GE Funding Settles Justice Dept Case for 'Last Look' Conduct



GE Funding Capital Market Services entered into an agreement with the Department of Justice (DOJ) to resolve the company’s role in anticompetitive activity in the municipal bond investments market and agreed to pay a total of $70 million in restitution, penalties and disgorgement to federal and state agencies, the DOJ announced.

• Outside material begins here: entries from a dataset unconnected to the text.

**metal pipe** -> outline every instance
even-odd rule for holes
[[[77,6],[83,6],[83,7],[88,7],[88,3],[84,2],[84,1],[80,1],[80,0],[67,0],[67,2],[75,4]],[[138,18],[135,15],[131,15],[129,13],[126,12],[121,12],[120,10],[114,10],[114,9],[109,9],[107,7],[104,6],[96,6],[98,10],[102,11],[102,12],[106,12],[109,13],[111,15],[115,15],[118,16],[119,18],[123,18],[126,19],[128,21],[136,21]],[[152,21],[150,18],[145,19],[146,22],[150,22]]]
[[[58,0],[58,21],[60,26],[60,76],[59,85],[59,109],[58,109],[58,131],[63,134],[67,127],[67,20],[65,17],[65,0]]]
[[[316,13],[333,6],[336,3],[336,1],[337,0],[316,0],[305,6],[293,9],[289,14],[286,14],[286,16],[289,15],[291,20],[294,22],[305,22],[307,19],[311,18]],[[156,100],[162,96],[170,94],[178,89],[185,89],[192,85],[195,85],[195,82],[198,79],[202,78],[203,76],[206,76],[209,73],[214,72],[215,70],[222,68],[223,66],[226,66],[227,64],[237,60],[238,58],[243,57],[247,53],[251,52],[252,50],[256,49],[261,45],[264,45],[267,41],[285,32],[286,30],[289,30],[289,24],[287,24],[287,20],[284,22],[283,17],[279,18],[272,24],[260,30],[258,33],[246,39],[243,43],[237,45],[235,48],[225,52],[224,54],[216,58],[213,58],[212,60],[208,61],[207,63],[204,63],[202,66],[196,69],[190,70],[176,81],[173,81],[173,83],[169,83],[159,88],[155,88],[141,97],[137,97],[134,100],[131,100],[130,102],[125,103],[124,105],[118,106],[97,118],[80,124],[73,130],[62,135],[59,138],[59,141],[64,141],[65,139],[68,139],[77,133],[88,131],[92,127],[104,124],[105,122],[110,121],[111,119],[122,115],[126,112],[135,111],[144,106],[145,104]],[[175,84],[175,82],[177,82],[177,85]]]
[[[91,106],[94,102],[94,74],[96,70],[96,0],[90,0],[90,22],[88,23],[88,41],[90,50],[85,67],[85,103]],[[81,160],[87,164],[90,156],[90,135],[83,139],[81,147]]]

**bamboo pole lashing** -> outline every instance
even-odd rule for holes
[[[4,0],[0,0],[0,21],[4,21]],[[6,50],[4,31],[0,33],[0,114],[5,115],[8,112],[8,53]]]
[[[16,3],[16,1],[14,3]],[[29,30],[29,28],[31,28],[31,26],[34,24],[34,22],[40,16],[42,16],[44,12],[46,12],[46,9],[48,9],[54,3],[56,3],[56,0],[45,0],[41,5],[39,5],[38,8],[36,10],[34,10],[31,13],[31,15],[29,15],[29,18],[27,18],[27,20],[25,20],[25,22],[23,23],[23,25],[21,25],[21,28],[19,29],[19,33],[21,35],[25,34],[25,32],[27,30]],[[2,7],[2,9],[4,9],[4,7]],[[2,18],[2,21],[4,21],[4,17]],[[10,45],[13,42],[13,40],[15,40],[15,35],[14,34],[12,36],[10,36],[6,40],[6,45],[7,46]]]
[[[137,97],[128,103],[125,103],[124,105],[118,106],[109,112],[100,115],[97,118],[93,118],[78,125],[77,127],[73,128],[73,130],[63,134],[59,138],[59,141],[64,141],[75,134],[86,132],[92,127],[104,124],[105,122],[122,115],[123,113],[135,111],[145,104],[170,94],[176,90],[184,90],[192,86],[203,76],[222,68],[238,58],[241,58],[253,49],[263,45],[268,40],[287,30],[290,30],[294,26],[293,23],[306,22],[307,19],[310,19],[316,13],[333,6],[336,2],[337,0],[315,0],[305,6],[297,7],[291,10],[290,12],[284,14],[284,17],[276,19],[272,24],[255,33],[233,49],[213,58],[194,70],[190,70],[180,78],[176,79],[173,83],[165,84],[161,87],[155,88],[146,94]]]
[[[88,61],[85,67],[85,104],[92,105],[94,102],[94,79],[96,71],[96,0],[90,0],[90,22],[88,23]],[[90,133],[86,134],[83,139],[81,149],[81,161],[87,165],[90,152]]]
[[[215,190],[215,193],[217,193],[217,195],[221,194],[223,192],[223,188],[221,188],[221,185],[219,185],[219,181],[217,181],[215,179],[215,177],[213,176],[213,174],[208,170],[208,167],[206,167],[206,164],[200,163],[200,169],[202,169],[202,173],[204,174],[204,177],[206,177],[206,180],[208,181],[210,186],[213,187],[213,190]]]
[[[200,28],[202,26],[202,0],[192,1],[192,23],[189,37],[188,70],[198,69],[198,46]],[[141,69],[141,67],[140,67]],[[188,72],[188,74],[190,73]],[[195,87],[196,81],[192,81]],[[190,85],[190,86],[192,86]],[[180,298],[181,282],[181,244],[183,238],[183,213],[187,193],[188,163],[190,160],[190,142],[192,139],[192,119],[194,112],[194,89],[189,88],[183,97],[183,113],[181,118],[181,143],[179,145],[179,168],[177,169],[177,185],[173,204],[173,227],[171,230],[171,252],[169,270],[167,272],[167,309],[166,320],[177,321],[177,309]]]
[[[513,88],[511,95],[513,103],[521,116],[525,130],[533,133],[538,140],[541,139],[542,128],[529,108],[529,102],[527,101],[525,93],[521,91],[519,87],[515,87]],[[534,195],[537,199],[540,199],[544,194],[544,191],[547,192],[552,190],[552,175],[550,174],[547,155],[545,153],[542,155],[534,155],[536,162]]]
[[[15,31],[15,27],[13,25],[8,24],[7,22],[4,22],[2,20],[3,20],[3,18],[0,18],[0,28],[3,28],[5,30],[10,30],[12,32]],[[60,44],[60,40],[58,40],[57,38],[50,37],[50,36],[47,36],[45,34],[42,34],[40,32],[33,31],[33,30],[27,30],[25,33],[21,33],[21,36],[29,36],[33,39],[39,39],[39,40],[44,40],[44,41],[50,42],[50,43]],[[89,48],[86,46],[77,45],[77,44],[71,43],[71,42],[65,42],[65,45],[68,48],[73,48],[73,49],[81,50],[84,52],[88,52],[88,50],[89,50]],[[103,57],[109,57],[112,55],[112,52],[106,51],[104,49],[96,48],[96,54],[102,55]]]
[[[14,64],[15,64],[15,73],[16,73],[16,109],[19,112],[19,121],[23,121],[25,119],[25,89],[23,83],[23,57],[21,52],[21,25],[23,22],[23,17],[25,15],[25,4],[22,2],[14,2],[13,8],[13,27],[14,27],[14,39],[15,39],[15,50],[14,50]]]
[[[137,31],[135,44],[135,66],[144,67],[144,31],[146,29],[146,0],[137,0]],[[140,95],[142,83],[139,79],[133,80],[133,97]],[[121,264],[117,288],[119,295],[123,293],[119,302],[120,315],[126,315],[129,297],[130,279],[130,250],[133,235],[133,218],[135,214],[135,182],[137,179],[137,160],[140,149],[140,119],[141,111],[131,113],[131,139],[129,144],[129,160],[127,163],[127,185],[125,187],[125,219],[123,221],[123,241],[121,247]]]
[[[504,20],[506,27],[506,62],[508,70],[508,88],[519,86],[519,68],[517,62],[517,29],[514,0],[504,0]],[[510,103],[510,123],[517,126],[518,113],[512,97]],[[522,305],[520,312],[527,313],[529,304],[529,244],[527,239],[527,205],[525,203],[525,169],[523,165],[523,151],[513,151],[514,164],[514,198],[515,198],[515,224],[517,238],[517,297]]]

The DOJ said as part of its agreement, GE Funding admits, acknowledges and accepts responsibility for illegal, anticompetitive conduct by its former traders. According to the non-prosecution agreement, from 1999 through 2004, certain former GE Funding traders entered into unlawful agreements to manipulate the bidding process on municipal investment and related contracts, and caused GE Funding to make payments and engage in other related activities in connection with those agreements through at least 2006. These contracts were used to invest the proceeds of, or manage the risks associated with, bond issuances by municipalities and other public entities.

In a related story, Oregon Attorney General John Kroger said, the case centered on alleged illegal conduct in the municipal bond derivatives industry in which GE traders and brokers conspired to provide GE Funding with a “last look” at bids for guaranteed investment contracts. “On many occasions, due to the ‘last look’, GE Funding was able to lower its bid to the issuer and still win the transaction”, Kroger added.

Under the terms of the agreement, GE Funding agreed to pay restitution to victims of the anticompetitive conduct and to cooperate fully with the Justice Department’s Antitrust Division in its ongoing investigation into anticompetitive conduct in the municipal bond derivatives industry. To date, the ongoing investigation has resulted in criminal charges against 18 former executives of various financial services companies and one corporation. Nine of the 18 executives charged have pleaded guilty.

The SEC, the IRS and 25 state attorneys general also entered into agreements with GE Funding requiring the payment of penalties, disgorgement of profits from the illegal conduct and payment of restitution to the victims harmed by the bid manipulation by GE Funding employees, as well as other remedial measures.

As a result of GE Funding’s admission of conduct; its cooperation with the Department of Justice and other enforcement and regulatory agencies; its monetary and non-monetary commitments to the SEC, IRS and state attorneys general; and its remedial efforts to address the anticompetitive conduct, the department agreed not to prosecute GE Funding for the manipulation of bidding for municipal investment and related contracts, provided that GE Funding satisfies its ongoing obligations under the agreement.

JPMorgan Chase, UBS AG and Wachovia Bank also reached agreements with the DOJ and other federal and state agencies to resolve anticompetitive conduct in the municipal bond derivatives market and agreed to pay $228 million, $160 million and $148 million, respectively to federal and state agencies for their participation.